¿Cuánto de aquella inmortalidad conservas? El último de los días, cuando el brillo en tus ojos habló al tiempo en que cargabas el cuerpo milenario de tu descendencia me quedé mudo de felicidad. No te lo dije ayer, te lo confieso hoy que evoco ese instante milagroso, emocionado hasta los huesos: fue verte de nuevo en flor.
Otras veces he recurrido al sueño, al artificio del Ángel de la Guarda. Es —justifico— una necesidad en el más transparente de los sentidos, te he querido desde siempre al grado de mantenerme lejos pero cerca. Hoy es diferente, te has provisto de un ángel verdadero y yo estoy destinado a la extinción, supongo.

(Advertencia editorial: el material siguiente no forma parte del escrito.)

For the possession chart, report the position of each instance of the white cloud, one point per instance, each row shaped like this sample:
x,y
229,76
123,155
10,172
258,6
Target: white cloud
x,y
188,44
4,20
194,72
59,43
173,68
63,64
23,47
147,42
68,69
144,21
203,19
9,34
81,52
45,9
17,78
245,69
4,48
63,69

Que te quiero y no sé de donde lo sospecho. La necesidad me acerca, podría sostenerme —tal vez— la teoría mecánica de las estrellas conocidas que al permanecer cerca una de la otra no se tocan. Así de beligerante es mi condición.
Al principio de conocerte debo decir que escondí lo mejor que pude la precipitación de las palabras, te observaba entonces como ahora y pensaba en perderte cada día, todos los días. Es decir que a través de mi propio sacrificio te idealizaba lejos pero grande. No llegarías a creer cuantas veces me parecía ver lo grandiosa que serías, la mujer que serías.
No cito fechas y citas concretas, a excepción de un café en el que sólo asistimos tú y yo, jamás hubiera existido un espacio en común… ves, es lo raro en todo esto, apenas si nos conocemos después de tantos años y aún así evoco tu nombre religiosamente, fue así desde el primer día que lo dijiste. Eso mismo que te digo, la falta de sustento asustaría a cualquiera.